The first thing you notice about the book, probably owing to the incomplete career of its subject, is the length, or lack thereof. At 274 pages of narrative content, the book is a quick read; I zipped through it in only a week. While one can’t expect something like The Power Broker when discussing someone barely halfway through their term as governor of a state, there are definitely issues that get a shorter treatment in this book than they should. But again, we come back to the idea of historical perspective; when time comes for the definitive biography, we’ll probably care less about his time on the Morris County Board of Chosen Freeholders, and more about something he did as governor or even in a higher office that hasn’t happened yet.
But taken as what it is, basically a super-extended newspaper or magazine profile of the governor, we do learn some interesting tidbits about Christie’s blue collar upbringing and how it shaped him—largely, I should point out, from himself or his immediate family. Indeed, it becomes clear as one reads the book that most of the “original” research for the book comes from interviewing those in Christie’s immediate circuit (the authors more or less admit this in their acknowledgements).The rest of the sourced quotes, notes and information is a hodgepodge of snips from the Star Ledger and other New Jersey newspapers, as well as a few TV appearances and radio pieces.
This is arguably adequate research, mind you, but it does lead to a bit of a narrative problem, namely that all of the really super awesome-cool things that Christie did in his various roles tend to be told from the perspective of either quotes from Christie himself, the governor’s confidants, or in the coauthors’ “Voice of God” type prose, while the thoughts of those who disagreed with him are rendered through secondhand phrasing and quotes usually sourced back to the sort of newspaper clips I noted earlier. If only for a more textured portrait, talking to some of the people who worked on, say the Corzine campaign in 2009, would largely correct for this problem. Instead, we see direct quotes from various players sourced to older newspaper articles, rather than the result of new interviews for the book.
While I’m on the subject of the narrative, another thing I noticed with the book are the coauthors’ selective conclusion drawing, by which I mean that there are some disputes they’ll discuss without even making much of any evaluative judgment, such as the section where they discuss claims that Christie was too close to News Corporation. The main story there was that of subsidiary News America purportedly hacking into the computers of a competitor and stealing clients, a supposed crime that occurred while Christie was NJ’s US Attorney.
The idea was that calls for investigation by the victimized company, Floorgraphics, went essentially unheeded by Christie’s office. Again, in the book, the story gets the “through the archives” treatment, but what also stuck out at me was that the authors don’t really try to draw any conclusions from the incident, in the way that a historian (or a journalist looking from a 20 year later lens) would probably have.
But then we see the writers adjudicating present day political disputes.

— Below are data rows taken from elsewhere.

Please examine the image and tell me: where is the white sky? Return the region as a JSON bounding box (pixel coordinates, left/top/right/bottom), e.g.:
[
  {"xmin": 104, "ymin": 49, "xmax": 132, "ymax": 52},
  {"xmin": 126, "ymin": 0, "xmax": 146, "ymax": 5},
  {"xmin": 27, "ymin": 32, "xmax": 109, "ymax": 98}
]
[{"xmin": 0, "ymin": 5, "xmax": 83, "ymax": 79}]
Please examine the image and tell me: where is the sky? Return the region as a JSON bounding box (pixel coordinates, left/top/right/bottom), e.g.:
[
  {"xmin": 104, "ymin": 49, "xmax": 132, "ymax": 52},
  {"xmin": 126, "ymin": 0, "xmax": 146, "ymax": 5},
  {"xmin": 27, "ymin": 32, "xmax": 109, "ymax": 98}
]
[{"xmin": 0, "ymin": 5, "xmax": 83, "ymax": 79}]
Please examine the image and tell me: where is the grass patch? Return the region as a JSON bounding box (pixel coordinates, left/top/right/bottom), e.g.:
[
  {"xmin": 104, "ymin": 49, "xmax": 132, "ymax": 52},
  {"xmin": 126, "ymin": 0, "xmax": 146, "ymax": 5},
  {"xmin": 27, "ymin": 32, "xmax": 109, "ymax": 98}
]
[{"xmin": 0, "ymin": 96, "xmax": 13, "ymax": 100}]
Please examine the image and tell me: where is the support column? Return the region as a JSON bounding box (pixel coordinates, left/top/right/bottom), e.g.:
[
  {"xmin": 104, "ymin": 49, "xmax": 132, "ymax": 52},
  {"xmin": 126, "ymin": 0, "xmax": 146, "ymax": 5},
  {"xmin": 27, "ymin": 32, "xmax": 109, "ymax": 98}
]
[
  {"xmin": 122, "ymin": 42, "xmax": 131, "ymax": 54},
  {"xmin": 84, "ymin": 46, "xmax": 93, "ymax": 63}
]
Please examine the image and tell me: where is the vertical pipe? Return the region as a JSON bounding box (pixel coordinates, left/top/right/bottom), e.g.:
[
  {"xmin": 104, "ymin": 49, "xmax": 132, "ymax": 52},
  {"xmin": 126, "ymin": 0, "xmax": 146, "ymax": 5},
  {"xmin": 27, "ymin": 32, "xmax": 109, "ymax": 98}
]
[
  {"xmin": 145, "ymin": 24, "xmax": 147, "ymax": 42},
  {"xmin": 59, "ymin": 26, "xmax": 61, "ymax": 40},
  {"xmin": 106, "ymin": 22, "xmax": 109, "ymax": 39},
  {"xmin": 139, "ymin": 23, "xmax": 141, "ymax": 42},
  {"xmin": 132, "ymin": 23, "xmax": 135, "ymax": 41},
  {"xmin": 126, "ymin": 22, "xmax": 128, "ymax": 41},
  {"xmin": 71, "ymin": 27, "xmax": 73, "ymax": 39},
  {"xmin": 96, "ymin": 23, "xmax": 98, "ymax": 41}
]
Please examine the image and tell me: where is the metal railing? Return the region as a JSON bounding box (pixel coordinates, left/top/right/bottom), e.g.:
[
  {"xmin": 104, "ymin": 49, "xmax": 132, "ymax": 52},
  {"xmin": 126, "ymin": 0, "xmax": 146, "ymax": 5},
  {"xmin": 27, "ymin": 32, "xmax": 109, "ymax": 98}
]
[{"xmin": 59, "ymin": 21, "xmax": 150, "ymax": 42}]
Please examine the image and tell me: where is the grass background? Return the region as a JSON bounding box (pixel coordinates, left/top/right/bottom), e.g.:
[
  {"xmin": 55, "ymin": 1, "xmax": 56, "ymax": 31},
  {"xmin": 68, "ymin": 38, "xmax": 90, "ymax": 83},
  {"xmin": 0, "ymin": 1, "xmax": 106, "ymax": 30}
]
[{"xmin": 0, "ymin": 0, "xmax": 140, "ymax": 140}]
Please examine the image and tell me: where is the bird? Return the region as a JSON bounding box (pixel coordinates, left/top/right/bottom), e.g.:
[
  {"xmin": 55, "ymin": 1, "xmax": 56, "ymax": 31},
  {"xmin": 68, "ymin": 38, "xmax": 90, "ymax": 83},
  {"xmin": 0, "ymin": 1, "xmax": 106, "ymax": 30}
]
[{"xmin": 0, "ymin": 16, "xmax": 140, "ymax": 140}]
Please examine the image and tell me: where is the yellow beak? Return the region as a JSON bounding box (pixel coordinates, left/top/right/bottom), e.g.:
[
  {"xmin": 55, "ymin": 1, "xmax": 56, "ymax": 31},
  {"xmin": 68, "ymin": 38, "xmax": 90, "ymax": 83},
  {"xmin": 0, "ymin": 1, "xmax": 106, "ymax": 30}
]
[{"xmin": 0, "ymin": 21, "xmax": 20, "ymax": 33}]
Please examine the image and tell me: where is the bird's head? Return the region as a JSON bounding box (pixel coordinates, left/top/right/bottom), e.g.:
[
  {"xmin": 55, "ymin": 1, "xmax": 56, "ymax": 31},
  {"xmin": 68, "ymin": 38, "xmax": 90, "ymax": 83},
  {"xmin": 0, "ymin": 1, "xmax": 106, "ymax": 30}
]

Take their treatment of the issue of the Access to the Region’s Core (ARC) tunnel, which was to add train capacity into Manhattan—currently NJ Transit and Amtrak trains going from New Jersey into the city have to use a single tunnel in each direction. Christie cancelled the project in 2010, citing cost overruns. The writers characterize the plan as being a “dumb idea” and seem to buy Christie’s claim of cost overruns as rationale for cancelling the tunnel, despite reports challenging that assertion.
The writing in the book is middling at best. Some paragraphs have awkward parenthetical addendums tacked on, including one entire paragraph that is a parenthetical note. The sections where the coauthors quote their own previous articles or reference their own involvement in the political landscape (“Coauthor Michael Symons, writing in USA Today…”) also rubbed me the wrong way. Not that writers shouldn’t feel free to namecheck themselves in their own books, but the self quotations here seem like part of an attempt to inflate their influence in the NJ press corps in front of the national audience reading the book.
So, should you buy this book? Depends on how interested you are in the topic. Despite all of the problems I point out above, the reader does come away with some insight into Chris Christie’s upbringing and how that shaped him. Unfortunately, basically all of these insights come from him and his family. The information on Christie’s political career is there, but nothing that you wouldn’t get from reading a New Yorker type profile piece on him, except somewhat more detail. Buy the book if you must, but at a list price of $25.99 US, by the time the price is equal to the quality of the content, it’ll be out of date.